Authored by Brian Bennett of Digital Elf
I’ve been working a lot with CFEngine newbies. CFEngine has been described as flour, eggs, milk and butter. All the ingredients needed to make a cake. Getting the new CFEngine user to recognize, then become excited about the possibilities that CFEngine provides they are now faced with the question of “What next?”
Indeed, anybody can throw some flour, eggs, milk and butter into a bowl, mix and bake it. But will it taste good?
This is an exposé of how I have managed my CFEngine repository for more than eight years. This design was used to manage over 1,000 host instances.
This works best if you have an agile infrastructure. Use SmartOS, OpenStack, Amazon EC2 (Disclosure: I work for Amazon), CloudStack or similar.

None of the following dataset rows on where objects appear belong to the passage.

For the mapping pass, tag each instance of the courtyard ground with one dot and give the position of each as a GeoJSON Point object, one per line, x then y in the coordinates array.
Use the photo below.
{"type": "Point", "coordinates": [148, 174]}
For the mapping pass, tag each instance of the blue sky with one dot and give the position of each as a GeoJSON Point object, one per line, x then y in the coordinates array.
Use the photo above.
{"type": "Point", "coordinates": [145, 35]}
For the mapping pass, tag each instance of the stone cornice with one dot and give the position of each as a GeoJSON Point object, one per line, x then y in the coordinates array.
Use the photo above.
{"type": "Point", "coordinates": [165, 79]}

The repository, and version control
Firstly, place your CFEngine repository in some revision control. I am
highly partial to git
. Get the Pro
Git
book (or download it). Read chapters 1,
2, 3. This will make you a git power user. After you’re comfortable
using git read chapters 6 and 7. When you’re hungry for more, read the
rest.
I symlink /var/cfengine/masterfiles
to
/cfengine/inputs
. This contains all of
my policy files.
I also create /cfengine/files
for files
that get copied to remote systems. This mostly contains my configuration
files.
/cfengine/
is initialized as a git
repository. Changes made to either
inputs
or
files
should be atomic. Adding
something new for Apache? Any inputs
and files
involved should be checked in
as a single commit. This makes reverting a change easier.
Environments
I use four environments.
- Alpha
- Beta
- pre-Production
- Production
I also lied about initializing
cfengine
as a git repository. I use a
central repository server that contains only a bare git repository. The
central repository has four branches.
- master
- beta
- preprod
- prod
Astute readers will notice there’s no alpha branch. I’ll get to that later.

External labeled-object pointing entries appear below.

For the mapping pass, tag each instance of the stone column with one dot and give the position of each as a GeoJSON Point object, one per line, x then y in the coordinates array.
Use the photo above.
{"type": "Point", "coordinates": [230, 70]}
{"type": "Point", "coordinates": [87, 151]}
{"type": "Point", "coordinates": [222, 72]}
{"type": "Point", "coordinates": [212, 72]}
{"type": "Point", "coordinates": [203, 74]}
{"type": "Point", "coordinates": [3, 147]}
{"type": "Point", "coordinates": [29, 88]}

beta is a full integration environment. Everything in beta is expected to work, yet not to be relied upon. That is to say, nothing should move to beta that is known broken. Beta will break. But don’t do that intentionally. If it’s half finished keep it out of beta.
prod is the full production environment. Breaking this means losing money. Don’t break this. Prod is tagged daily. Rolling back is done by checking out the appropriate tag.

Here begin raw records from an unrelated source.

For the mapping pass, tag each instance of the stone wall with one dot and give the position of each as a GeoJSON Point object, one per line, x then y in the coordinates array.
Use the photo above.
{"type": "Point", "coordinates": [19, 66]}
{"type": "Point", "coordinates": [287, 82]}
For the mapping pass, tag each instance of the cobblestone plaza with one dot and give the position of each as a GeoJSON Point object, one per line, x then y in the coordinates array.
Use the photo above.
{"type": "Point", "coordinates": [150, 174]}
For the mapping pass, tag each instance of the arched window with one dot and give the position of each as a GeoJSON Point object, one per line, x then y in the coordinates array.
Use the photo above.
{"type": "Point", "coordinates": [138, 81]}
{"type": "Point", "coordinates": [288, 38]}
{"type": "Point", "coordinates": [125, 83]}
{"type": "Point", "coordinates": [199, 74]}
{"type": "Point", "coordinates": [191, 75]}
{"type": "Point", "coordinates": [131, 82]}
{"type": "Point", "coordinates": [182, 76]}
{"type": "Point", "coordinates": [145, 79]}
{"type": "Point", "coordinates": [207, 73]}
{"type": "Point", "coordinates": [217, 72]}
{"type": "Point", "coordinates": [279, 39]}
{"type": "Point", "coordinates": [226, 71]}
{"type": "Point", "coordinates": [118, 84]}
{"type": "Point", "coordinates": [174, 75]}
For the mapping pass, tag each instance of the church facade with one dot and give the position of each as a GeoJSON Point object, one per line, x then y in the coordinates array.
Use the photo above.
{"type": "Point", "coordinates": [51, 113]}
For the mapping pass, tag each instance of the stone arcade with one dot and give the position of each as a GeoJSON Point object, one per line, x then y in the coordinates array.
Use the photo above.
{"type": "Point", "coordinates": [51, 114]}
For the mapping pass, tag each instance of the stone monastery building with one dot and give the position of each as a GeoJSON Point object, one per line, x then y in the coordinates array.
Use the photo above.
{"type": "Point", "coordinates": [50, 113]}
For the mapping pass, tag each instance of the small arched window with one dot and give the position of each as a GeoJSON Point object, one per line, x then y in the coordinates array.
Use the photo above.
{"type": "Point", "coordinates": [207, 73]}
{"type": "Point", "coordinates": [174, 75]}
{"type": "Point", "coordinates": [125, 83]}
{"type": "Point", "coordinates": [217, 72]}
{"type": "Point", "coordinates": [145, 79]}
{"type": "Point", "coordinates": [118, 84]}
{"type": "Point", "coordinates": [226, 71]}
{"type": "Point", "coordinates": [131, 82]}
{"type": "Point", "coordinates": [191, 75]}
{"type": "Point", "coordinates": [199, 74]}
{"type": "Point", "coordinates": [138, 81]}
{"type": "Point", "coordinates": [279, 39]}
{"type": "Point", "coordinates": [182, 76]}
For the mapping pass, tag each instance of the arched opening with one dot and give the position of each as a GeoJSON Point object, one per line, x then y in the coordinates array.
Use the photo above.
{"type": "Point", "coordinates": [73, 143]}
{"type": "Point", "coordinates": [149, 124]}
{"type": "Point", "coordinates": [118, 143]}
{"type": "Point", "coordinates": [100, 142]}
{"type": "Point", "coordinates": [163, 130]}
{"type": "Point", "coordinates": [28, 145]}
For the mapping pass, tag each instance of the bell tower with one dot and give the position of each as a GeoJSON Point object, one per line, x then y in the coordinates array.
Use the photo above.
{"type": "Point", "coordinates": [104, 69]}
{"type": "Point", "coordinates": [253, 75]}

preprod is for final quality assurance testing. Preprod should be identical to prod except for changes to be imminently released to prod. Preprod can also be used for offline testing of the production environment without affecting capacity or availability. Preprod should be in your production network fabric.
master is the trunk. All code is initially merged here, then merged to the appropriate branches. No one should be allowed to merge directly to any branch other than master. The repositry czar merges commits to other branches.
A DevOps Workflow
This is why there’s no alpha branch.
Let’s assume that you’re going to be making a change to the configuration of Tomcat.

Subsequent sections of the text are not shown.